Are your kids playing these adult-oriented games?

Published November 26, 2020, 6:32 PM

by Ellson Quismorio

What do Grand Theft Auto (GTA) V, Mobile Legends, and Roblox have in common? These are video games that your sweet and innocent six-year-old is probably playing right now.

(Pixabay photo)

These are also games geared toward adults and/or teenagers, in case you didn’t know.

National Council for Children’s Television (NCCT) Executive Director Daisy Atienza shared this rather worrisome information to the House Committee on Creative Industry and Performing Arts in a virtual hearing Thursday.

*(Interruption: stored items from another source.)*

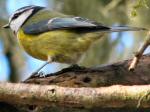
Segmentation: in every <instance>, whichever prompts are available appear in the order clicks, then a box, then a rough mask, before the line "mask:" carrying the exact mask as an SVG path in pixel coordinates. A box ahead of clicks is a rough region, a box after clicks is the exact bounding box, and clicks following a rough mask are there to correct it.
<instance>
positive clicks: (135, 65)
mask: <svg viewBox="0 0 150 112" xmlns="http://www.w3.org/2000/svg"><path fill="white" fill-rule="evenodd" d="M149 45H150V31H149V32H148V33H147V36H146V40H145V42H144V44H143V45H142V47H140V49H139V50H138V52H136V53H135V56H134V58H133V60H132V62H131V64H130V66H129V71H133V70H134V69H135V67H136V66H137V64H138V62H139V60H140V58H141V57H142V55H143V53H144V51H145V50H146V48H147V47H148V46H149Z"/></svg>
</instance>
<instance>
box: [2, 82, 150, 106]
mask: <svg viewBox="0 0 150 112" xmlns="http://www.w3.org/2000/svg"><path fill="white" fill-rule="evenodd" d="M145 94H147V97H144V98H142V100H141V102H140V107H150V103H149V101H150V97H149V94H150V85H139V86H136V85H135V86H121V85H114V86H109V87H100V88H84V87H83V88H66V87H60V86H55V85H34V84H14V83H0V101H3V102H8V103H13V104H14V103H16V104H29V105H42V106H54V105H55V106H63V107H80V108H81V107H84V108H94V107H136V106H137V105H138V101H139V99H140V98H141V97H142V96H144V95H145Z"/></svg>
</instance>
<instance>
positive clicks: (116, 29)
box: [109, 26, 148, 32]
mask: <svg viewBox="0 0 150 112" xmlns="http://www.w3.org/2000/svg"><path fill="white" fill-rule="evenodd" d="M143 30H148V29H146V28H140V27H130V26H113V27H110V29H109V32H122V31H143Z"/></svg>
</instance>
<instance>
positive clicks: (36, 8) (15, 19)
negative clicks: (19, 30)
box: [3, 5, 45, 33]
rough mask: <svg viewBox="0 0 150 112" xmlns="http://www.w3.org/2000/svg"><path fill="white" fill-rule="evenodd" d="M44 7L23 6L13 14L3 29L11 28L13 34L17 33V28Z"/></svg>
mask: <svg viewBox="0 0 150 112" xmlns="http://www.w3.org/2000/svg"><path fill="white" fill-rule="evenodd" d="M43 8H45V7H41V6H34V5H30V6H25V7H22V8H20V9H18V10H16V11H15V12H14V14H12V15H11V16H10V18H9V22H8V24H6V25H4V26H3V28H11V30H12V31H13V32H14V33H17V31H18V30H19V28H20V27H21V26H22V25H23V24H24V23H25V22H26V21H27V20H28V19H29V18H30V17H31V16H33V15H34V14H35V13H36V12H38V11H39V10H41V9H43Z"/></svg>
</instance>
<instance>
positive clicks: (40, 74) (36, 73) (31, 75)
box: [28, 72, 46, 79]
mask: <svg viewBox="0 0 150 112" xmlns="http://www.w3.org/2000/svg"><path fill="white" fill-rule="evenodd" d="M45 76H46V74H45V73H44V72H33V73H32V74H31V76H30V77H29V78H28V79H30V78H37V77H38V78H41V77H45Z"/></svg>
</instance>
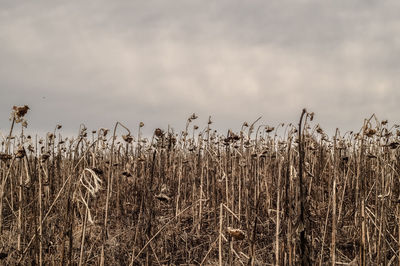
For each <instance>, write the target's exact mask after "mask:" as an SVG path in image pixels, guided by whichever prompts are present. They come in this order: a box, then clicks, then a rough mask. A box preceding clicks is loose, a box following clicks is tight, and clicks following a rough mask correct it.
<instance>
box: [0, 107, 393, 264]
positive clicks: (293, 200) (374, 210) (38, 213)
mask: <svg viewBox="0 0 400 266" xmlns="http://www.w3.org/2000/svg"><path fill="white" fill-rule="evenodd" d="M28 110H29V108H28V107H27V106H24V107H14V108H13V113H12V116H11V119H12V125H11V129H10V132H9V134H8V136H7V137H5V139H4V140H3V141H2V145H1V150H0V232H1V234H0V262H1V263H2V264H11V265H14V264H18V263H20V264H22V265H29V264H39V265H54V264H56V265H68V264H73V265H112V264H114V265H143V264H147V265H148V264H155V265H171V264H172V265H179V264H202V265H215V264H218V263H219V264H223V265H226V264H231V265H299V264H303V265H309V264H313V265H315V264H319V265H326V264H339V265H357V264H359V265H378V264H379V265H381V264H383V265H389V264H396V263H399V262H400V258H399V250H400V220H399V219H400V213H399V212H400V209H399V203H400V190H399V188H400V182H399V171H400V164H399V162H400V160H399V151H398V146H399V143H400V140H399V135H400V132H399V130H398V129H397V128H398V126H396V125H395V126H393V127H390V128H389V126H388V123H387V121H378V120H377V119H376V117H375V116H374V115H373V116H372V117H371V118H370V119H368V120H365V121H364V125H363V127H362V129H361V130H360V131H359V132H358V133H353V132H347V133H345V134H343V135H341V134H340V131H339V130H337V131H336V134H335V136H332V137H328V136H327V135H326V134H325V133H324V131H323V130H322V129H321V128H320V127H319V126H318V125H316V126H312V122H311V120H312V118H313V114H312V113H308V112H306V110H304V111H303V113H302V115H301V119H300V122H299V124H298V125H296V126H293V125H291V124H289V125H283V124H281V125H279V126H277V127H275V128H274V127H271V126H265V125H261V126H258V127H257V128H256V126H255V124H256V123H255V122H254V123H252V124H250V125H249V124H248V123H244V124H243V126H242V129H241V131H240V132H238V133H234V132H232V131H229V132H228V133H227V135H222V134H219V133H218V132H216V131H214V130H212V129H211V126H212V122H211V120H209V122H208V124H207V125H206V128H205V129H204V130H200V129H199V127H198V126H195V125H194V126H192V127H191V125H192V124H193V121H195V120H196V118H197V116H196V115H195V114H193V115H192V116H190V117H189V119H188V121H187V126H186V129H185V131H184V132H181V133H180V134H175V133H174V132H173V131H172V130H171V129H168V130H167V131H164V130H162V129H160V128H158V129H156V130H155V131H154V135H153V136H152V138H151V140H147V139H145V138H143V137H142V136H141V133H140V130H141V128H142V127H143V126H144V124H143V123H142V122H140V124H139V127H138V134H137V136H135V137H134V135H133V134H131V132H130V131H129V129H128V128H126V127H125V126H124V125H122V124H121V123H116V125H115V127H114V128H113V131H109V130H108V129H100V130H97V131H92V132H91V133H88V131H87V129H86V127H85V126H83V125H82V126H81V129H80V134H79V136H78V137H77V138H70V139H68V138H62V136H61V135H60V134H59V133H58V132H59V130H60V129H61V126H60V125H57V126H56V128H55V130H54V131H53V132H52V133H49V134H48V135H47V136H46V137H45V138H43V139H41V138H38V137H36V136H35V137H31V136H27V135H25V134H24V127H26V126H27V123H26V120H25V115H26V113H27V112H28ZM256 122H257V121H256ZM19 125H21V131H20V132H18V133H15V132H16V131H17V130H16V129H15V128H16V127H19ZM278 131H279V132H278ZM110 132H112V135H111V133H110ZM118 136H120V137H118Z"/></svg>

Aside from three aforementioned games, the following comprise the top 14 “most common video games played” among grades 1 to 3 students: Paw Patrol, Gatcha, Candy Crush, Angry Birds, My Talking Angela, Fishdom, Plants vs. Zombies, Stick Man Legacy, Wordscapes, My Talking Ben, and Super Mario Bros. 3.

“While the most commonly played video games of grades 1 to 3 are casual games, it is an interesting finding that children as young as six years old are already knowledgeable of teen or adult-oriented games such as Roblox, Grand Theft Auto, and Mobile Legends,” Atienza told the panel.

The NCCT official described the phenomenon as “scary” (nakakatakot).

“Role-playing games (RPGs) are the most popular type of game for grades 4 to 6, often battle games, which can be played online and interactively with chatrooms that allow for conversations with actual players,” she added.

Atienza talked about the negative impact of video games among grade schoolers. “As grades 1 to 3 learners are engaged more in video gaming, their performance in accomplishing their tasks and their contextual behaviors decline.”

But she said that other media like television can also produce a similar effect. “As grades 1 to 3 are exposed to more television content, the more their ability to maintain prosocial behavior in class decreases,” Atienza said.

Moreover, the 2015 and 2018 research papers that Atienza based her presentation from says that the types of TV programs being watched by Filipino children “contain heavy themes on violence, death, sex, extramarital affairs, drugs and revenge.”

Majority of these TV shows–which the kids usually watch together with their parents, strangely enough–glamorize death and sex, Atienza said.

“Interestingly, children watch cartoons almost always by themselves, as parents see cartoons as less harmful than teleseryes or adult movies,” she added.